Alexandra SzackaJe ferai le tour du monde

De la Pologne à Trois-Rivières, puis aux quatre coins du monde.

Notre entretien
avec l’autrice

Dans Je ferai le tour du monde, vous revenez sur votre parcours professionnel et personnel, de votre exil de Pologne durant l’adolescence à votre carrière dans le milieu journalistique. Comment avez-vous vécu ce retour dans le passé, à travers l’écriture ?

Ce fut une expérience extraordinaire! Comme je n’ai pas tenu de journal de façon continue pendant toutes ces années, j’ai dû fouiller dans ma mémoire, vérifier et contre-vérifier mes souvenirs, avec l’aide, entre autres, des personnes qui étaient à mes côtés dans les différentes périodes de ma vie.

Cette écriture m’a également permis de réfléchir plus en profondeur à la signification du travail que nous faisons comme journaliste, aux dilemmes moraux et éthiques auxquels nous devons faire face, souvent dans l’urgence.
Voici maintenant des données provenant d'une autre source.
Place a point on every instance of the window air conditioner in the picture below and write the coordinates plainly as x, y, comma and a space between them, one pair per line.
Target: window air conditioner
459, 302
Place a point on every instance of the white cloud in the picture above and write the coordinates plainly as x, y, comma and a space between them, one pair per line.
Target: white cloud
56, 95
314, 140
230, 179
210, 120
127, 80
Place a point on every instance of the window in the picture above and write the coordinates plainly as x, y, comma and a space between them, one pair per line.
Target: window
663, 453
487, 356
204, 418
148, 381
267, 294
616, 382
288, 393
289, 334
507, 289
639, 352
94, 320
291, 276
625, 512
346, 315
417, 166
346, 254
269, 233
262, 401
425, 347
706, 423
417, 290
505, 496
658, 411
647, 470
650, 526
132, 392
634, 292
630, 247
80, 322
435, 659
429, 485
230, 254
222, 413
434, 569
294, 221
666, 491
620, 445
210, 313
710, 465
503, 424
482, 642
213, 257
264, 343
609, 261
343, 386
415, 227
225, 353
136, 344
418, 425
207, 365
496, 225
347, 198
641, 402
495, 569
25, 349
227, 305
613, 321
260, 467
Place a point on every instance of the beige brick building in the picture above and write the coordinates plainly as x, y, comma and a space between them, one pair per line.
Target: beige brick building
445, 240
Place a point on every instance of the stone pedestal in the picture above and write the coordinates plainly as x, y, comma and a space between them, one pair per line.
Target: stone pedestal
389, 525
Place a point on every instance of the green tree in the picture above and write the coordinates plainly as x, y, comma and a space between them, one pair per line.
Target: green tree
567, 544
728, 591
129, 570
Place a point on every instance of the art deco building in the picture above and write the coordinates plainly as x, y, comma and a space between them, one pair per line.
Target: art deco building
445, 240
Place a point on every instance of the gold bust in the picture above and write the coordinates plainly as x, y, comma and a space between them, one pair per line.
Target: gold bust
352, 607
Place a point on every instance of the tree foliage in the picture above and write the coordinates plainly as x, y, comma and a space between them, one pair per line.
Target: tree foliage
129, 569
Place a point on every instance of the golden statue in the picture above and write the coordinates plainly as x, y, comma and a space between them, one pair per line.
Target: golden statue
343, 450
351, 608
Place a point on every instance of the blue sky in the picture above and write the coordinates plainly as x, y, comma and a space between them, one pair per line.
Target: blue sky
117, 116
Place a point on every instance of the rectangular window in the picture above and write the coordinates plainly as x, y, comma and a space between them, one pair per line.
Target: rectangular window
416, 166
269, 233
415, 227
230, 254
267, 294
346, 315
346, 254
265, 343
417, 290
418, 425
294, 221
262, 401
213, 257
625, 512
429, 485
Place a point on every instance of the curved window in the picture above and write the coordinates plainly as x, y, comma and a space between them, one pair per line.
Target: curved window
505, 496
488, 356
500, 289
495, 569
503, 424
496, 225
C’est un luxe de pouvoir repenser à son parcours personnel et professionnel de cette manière et de pouvoir le partager avec d’autres. Comme journaliste de télévision je n’étais pas habituée à des exercices d’écriture d’une telle ampleur et cela n’a pas toujours été facile. Être seule, devant son ordinateur, pendant deux ans, deux ans et demi, avec tous les doutes que cela suppose… Heureusement j’ai pu bénéficier d’un appui extraordinaire de mon éditeur, Jean Bernier, et je salue sa patience. Ce fut un véritable apprentissage pour moi et j’ai maintenant une très grande envie de continuer.

Immigrer n’est jamais chose facile, mais immigrer en plein cœur de l’adolescence pour atterrir à Trois-Rivières est un défi de grande taille. Si vous pouviez parler à l’adolescente que vous avez été, quel conseil lui donneriez-vous ?

Accroche-toi! La vie est longue et pleine de surprises, entre autres, d’heureuses surprises. Ce qui te paraît être une tragédie, un déracinement, une perte de repères, se transformera en une richesse. Cette nouvelle vie n’a pas besoin d’effacer celle que tu viens de quitter, que tu as été forcée de quitter. Elle s’ajoutera à celle-ci, comme une autre couche d’un délicieux gâteau opéra, et t’enrichira.

Tu rencontreras plein de gens formidables, que tu n’aurais pas rencontrés autrement. Ne passe pas à côté d’eux les yeux pleins de larmes. Regarde autour de toi et tu verras que ta vie ne fait que commencer. Saute dans cette rivière nouvelle qui t’emmènera loin, si seulement tu le veux.

C’est un luxe de pouvoir repenser à son parcours personnel et professionnel de cette manière et de pouvoir le partager avec d’autres.

Extrait de l’entretien

Vous avez retrouvé la trace de nombreuses personnes qui ont fait l’objet de reportages passés, pour découvrir ce qu’il était advenu d’elles. Y a-t-il une histoire ou une rencontre qui vous habite particulièrement, encore aujourd’hui ?

Plusieurs personnes que j’ai rencontrées au cours de ma carrière tiennent une place particulière dans mon cœur. Mais celui à qui je pense le plus souvent, peut-être parce que son pays est sans cesse dans l’actualité, c’est Wang Dan, le jeune leader du printemps de Pékin, que j’ai retrouvé trente ans plus tard.

Son idéalisme, sa soif profonde de démocratie, forme de gouvernement qu’il voulait tant pour son pays, n’a jamais été étanchée. Son rêve a été broyé par les chars de l’Armée du peuple, entrés sur la place Tian’anmen le 4 juin 1989. Lui-même a fait des années de prison.

Il vit maintenant aux États-Unis… et rêve toujours. Mais la Chine qu’il voulait construire avec ses camarades de lutte est aujourd’hui un mirage plus inatteignable encore qu’il y a trente ans. Pourtant c’est grâce à des gens comme lui que le monde avance. J’ai un respect immense pour ceux qui osent contester l’ordre établi au prix, souvent, de leur vie ou de leur liberté.